Alors il se mit à l’œuvre, mais là encore il échoua. Partout il était éconduit ; on lui conseillait de retourner dans son pays et de ne pas venir voler le pain des honnêtes gens chez eux. Tracy commençait à voir la pénurie de sa position, son découragement grandissait et la préoccupation de son avenir le glaçait d’horreur. Décidément, pensait-il, il existe ici une aristocratie de situation, une aristocratie basée sur le succès, une aristocratie qui comporte des castes. Malheureusement je n’appartiens à aucune d’elles. Je suis un « outsider ». Il était si malheureux et se sentait tellement déprimé par les événements qu’il avait à peine le courage d’assister le soir aux ébats de ses camarades. Au début, il s’était amusé de leurs jeux pendant qu’ils se détendaient les nerfs après une journée de travail fatigant, mais son esprit préoccupé ne pouvait plus les supporter et il lui semblait que sa dignité en souffrait.

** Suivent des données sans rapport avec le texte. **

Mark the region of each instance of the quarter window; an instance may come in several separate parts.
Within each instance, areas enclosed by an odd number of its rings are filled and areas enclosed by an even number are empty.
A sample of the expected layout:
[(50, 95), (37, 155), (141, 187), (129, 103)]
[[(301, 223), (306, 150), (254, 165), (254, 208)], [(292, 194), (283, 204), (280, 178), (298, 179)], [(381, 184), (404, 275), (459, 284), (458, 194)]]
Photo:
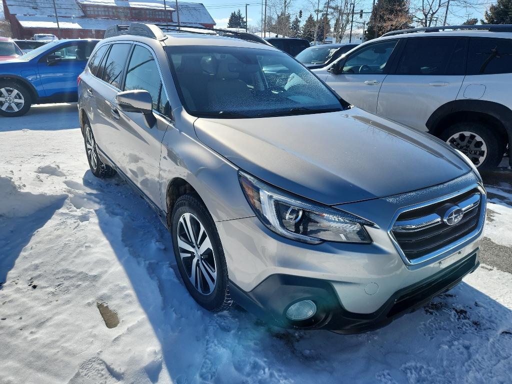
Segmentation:
[(158, 67), (151, 52), (136, 45), (124, 81), (124, 91), (144, 90), (151, 95), (153, 109), (168, 115), (169, 102), (163, 89)]
[(512, 40), (472, 38), (468, 75), (512, 73)]
[(99, 63), (101, 62), (101, 59), (103, 58), (105, 52), (106, 52), (107, 48), (108, 48), (108, 45), (100, 47), (89, 61), (89, 70), (91, 71), (91, 73), (95, 76), (96, 76), (96, 71), (98, 70), (98, 67), (99, 67)]
[(354, 52), (345, 62), (343, 73), (362, 75), (383, 73), (397, 41), (390, 40), (375, 43)]
[(105, 61), (102, 80), (116, 88), (119, 88), (123, 69), (131, 47), (130, 44), (114, 44), (112, 46)]
[(397, 75), (463, 75), (466, 41), (461, 38), (416, 37), (406, 40)]

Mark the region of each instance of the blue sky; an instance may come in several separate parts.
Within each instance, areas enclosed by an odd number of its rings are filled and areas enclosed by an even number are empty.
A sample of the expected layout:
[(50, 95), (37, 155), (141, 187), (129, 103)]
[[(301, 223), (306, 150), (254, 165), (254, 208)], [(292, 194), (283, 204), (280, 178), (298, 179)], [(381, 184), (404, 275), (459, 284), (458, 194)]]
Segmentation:
[[(169, 1), (173, 1), (173, 0)], [(476, 0), (476, 1), (478, 1)], [(491, 0), (488, 1), (488, 4), (495, 2)], [(257, 20), (261, 19), (262, 3), (261, 0), (246, 0), (245, 2), (243, 0), (202, 0), (200, 2), (202, 3), (208, 9), (210, 14), (217, 22), (217, 26), (218, 27), (226, 27), (229, 15), (233, 11), (236, 11), (240, 8), (242, 13), (245, 15), (245, 4), (246, 3), (249, 4), (247, 7), (247, 18), (249, 19), (249, 25), (255, 25), (258, 23)], [(323, 2), (323, 0), (321, 0), (321, 4)], [(362, 0), (362, 1), (357, 2), (357, 3), (359, 5), (356, 6), (356, 11), (361, 9), (364, 9), (365, 11), (371, 10), (372, 0)], [(305, 20), (305, 18), (311, 12), (310, 3), (311, 2), (309, 0), (292, 0), (292, 5), (290, 8), (290, 11), (292, 17), (302, 9), (304, 14), (302, 19)], [(482, 6), (480, 9), (478, 10), (466, 9), (464, 8), (454, 9), (453, 12), (455, 14), (449, 17), (450, 24), (453, 25), (462, 23), (466, 19), (467, 15), (470, 14), (471, 15), (470, 17), (477, 17), (479, 19), (483, 17), (485, 7), (485, 5)], [(267, 12), (268, 12), (268, 8)], [(364, 18), (363, 20), (366, 19), (368, 21), (369, 15), (365, 15), (365, 18)], [(360, 19), (358, 16), (356, 16), (354, 20), (354, 21), (359, 21)]]

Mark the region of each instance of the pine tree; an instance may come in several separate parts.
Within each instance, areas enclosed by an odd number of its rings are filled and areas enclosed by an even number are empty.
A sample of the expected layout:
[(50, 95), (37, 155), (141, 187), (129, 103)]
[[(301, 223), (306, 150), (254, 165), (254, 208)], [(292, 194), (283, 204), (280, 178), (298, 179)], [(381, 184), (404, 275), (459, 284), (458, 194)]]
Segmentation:
[(484, 14), (484, 24), (512, 24), (512, 0), (498, 0)]
[(298, 16), (295, 16), (295, 18), (293, 19), (290, 30), (291, 32), (291, 37), (297, 37), (301, 34), (301, 19)]
[(462, 25), (476, 25), (478, 23), (478, 19), (476, 17), (473, 17), (473, 18), (467, 19), (467, 20), (462, 23)]
[(365, 39), (371, 40), (391, 31), (408, 28), (412, 20), (407, 0), (377, 0), (370, 16)]
[(227, 22), (227, 27), (228, 28), (238, 28), (239, 24), (239, 20), (237, 18), (237, 12), (232, 12)]
[(247, 26), (245, 18), (242, 15), (240, 9), (237, 12), (232, 12), (227, 22), (228, 28), (240, 28), (245, 29)]
[(239, 23), (240, 24), (239, 28), (246, 28), (247, 27), (247, 23), (245, 21), (245, 17), (244, 17), (242, 15), (242, 11), (239, 9), (238, 11), (237, 11), (237, 17), (239, 19)]
[(306, 19), (304, 25), (302, 27), (302, 37), (309, 41), (312, 41), (315, 38), (315, 19), (311, 13)]

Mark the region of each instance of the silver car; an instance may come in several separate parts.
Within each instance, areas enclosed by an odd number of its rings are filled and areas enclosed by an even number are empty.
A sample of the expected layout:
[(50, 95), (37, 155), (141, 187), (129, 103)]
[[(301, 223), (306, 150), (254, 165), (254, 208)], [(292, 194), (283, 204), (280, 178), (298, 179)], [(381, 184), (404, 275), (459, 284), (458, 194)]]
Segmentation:
[(158, 212), (200, 305), (362, 332), (477, 268), (486, 194), (467, 158), (272, 47), (188, 30), (110, 29), (78, 109), (91, 172)]

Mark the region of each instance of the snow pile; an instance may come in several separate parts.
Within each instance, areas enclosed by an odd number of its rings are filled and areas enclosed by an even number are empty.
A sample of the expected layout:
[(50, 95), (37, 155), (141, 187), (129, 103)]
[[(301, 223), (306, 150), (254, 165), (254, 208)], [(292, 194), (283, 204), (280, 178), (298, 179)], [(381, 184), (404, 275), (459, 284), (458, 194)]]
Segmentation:
[[(203, 310), (156, 214), (119, 178), (91, 174), (76, 105), (56, 108), (0, 124), (2, 384), (510, 382), (512, 276), (486, 266), (364, 334)], [(496, 204), (497, 228), (512, 208)], [(100, 304), (118, 325), (105, 326)]]

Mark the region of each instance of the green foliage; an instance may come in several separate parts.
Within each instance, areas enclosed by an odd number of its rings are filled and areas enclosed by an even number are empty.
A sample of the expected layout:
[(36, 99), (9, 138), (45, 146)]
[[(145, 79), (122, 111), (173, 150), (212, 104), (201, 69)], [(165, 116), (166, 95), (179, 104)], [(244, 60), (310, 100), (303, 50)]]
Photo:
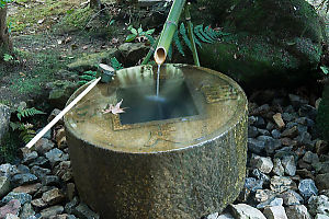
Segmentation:
[(322, 72), (325, 74), (328, 74), (329, 73), (329, 68), (327, 66), (321, 66), (320, 69), (322, 70)]
[(31, 116), (34, 116), (34, 115), (37, 115), (37, 114), (45, 114), (44, 112), (42, 111), (38, 111), (36, 110), (35, 107), (32, 107), (32, 108), (24, 108), (22, 106), (20, 106), (18, 110), (16, 110), (16, 116), (20, 120), (22, 120), (22, 118), (26, 118), (26, 117), (31, 117)]
[[(118, 62), (118, 60), (115, 57), (112, 57), (110, 59), (110, 61), (111, 61), (111, 66), (114, 70), (123, 69), (122, 64)], [(89, 81), (97, 79), (97, 76), (98, 76), (98, 71), (84, 71), (82, 73), (82, 76), (79, 77), (81, 80), (78, 81), (78, 84), (83, 85), (83, 84), (88, 83)]]
[(0, 9), (4, 8), (8, 3), (10, 3), (12, 0), (0, 0)]
[(9, 54), (4, 54), (3, 55), (3, 60), (4, 61), (12, 61), (14, 58), (13, 58), (13, 56), (12, 55), (9, 55)]
[[(224, 33), (222, 31), (215, 31), (211, 26), (203, 27), (203, 24), (196, 25), (194, 28), (192, 24), (192, 30), (195, 45), (200, 48), (202, 48), (203, 43), (214, 44), (220, 37), (229, 35), (228, 33)], [(177, 32), (174, 33), (173, 44), (182, 56), (185, 56), (183, 48), (184, 45), (188, 46), (189, 49), (192, 51), (191, 41), (188, 35), (188, 28), (185, 27), (184, 23), (181, 23), (179, 30), (177, 30)]]
[(13, 131), (19, 130), (19, 138), (23, 140), (24, 143), (27, 143), (34, 136), (35, 130), (33, 129), (33, 125), (30, 123), (22, 123), (23, 118), (33, 117), (34, 115), (45, 114), (42, 111), (36, 110), (35, 107), (25, 108), (23, 106), (19, 106), (16, 110), (16, 117), (19, 122), (11, 122), (10, 127)]
[(141, 25), (139, 26), (138, 30), (134, 28), (132, 25), (128, 26), (127, 28), (128, 31), (131, 31), (131, 34), (127, 35), (126, 37), (126, 42), (134, 42), (135, 39), (139, 39), (140, 38), (147, 38), (148, 41), (150, 41), (150, 43), (154, 42), (154, 38), (151, 37), (151, 35), (155, 33), (155, 28), (148, 30), (148, 31), (143, 31)]

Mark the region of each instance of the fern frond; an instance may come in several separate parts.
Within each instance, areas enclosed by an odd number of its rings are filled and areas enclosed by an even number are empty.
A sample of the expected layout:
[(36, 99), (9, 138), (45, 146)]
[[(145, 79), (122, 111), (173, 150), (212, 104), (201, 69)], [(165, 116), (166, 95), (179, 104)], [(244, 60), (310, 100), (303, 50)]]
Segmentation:
[(182, 46), (182, 44), (180, 42), (180, 37), (179, 37), (179, 34), (178, 34), (178, 31), (175, 31), (174, 34), (173, 34), (173, 43), (174, 43), (177, 49), (179, 50), (179, 53), (182, 56), (185, 56), (184, 50), (183, 50), (183, 46)]
[(180, 25), (180, 34), (182, 35), (184, 43), (186, 44), (186, 46), (190, 48), (190, 50), (192, 50), (192, 46), (191, 46), (191, 42), (186, 35), (186, 28), (184, 23), (182, 22)]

Ils criaient, chantaient, couraient comme des animaux échappés de leurs cages, et ils l’invitaient toujours à partager leurs jeux, l’appelant familièrement « Johnny Bull ». Il avait d’abord supporté gaiement la plaisanterie, mais peu à peu il leur montra par son attitude que leurs manières lui déplaisaient ; à leur tour ils changèrent leur attitude à son endroit. On ne l’avait jamais aimé, il n’avait jamais été populaire ; on le supportait tant bien que mal ; à présent l’aigreur se manifestait à son égard : il leur devenait antipathique. Et sa situation prenait d’autant plus mauvaise tournure qu’il ne trouvait pas d’ouvrage et ne pouvait se faire recevoir dans aucune corporation. Les coups d’épingle directs ne lui furent pas épargnés ; il devenait clair qu’une seule chose le protégeait, contre les insultes personnelles : c’était sa force musculaire. Tous ces jeunes gens le voyaient chaque matin, après sa douche froide, faire des exercices d’assouplissement, et ils en avaient conclu qu’il devait être très adroit et d’une force athlétique. Il n’en était pas moins agacé de constater qu’on ne respectait en lui que la vigueur musculaire. Un soir qu’il rentrait chez lui, il entendit une douzaine de ses camarades rire et plaisanter bruyamment ; puis, à sa vue, un silence de mort des plus désobligeants se produisit.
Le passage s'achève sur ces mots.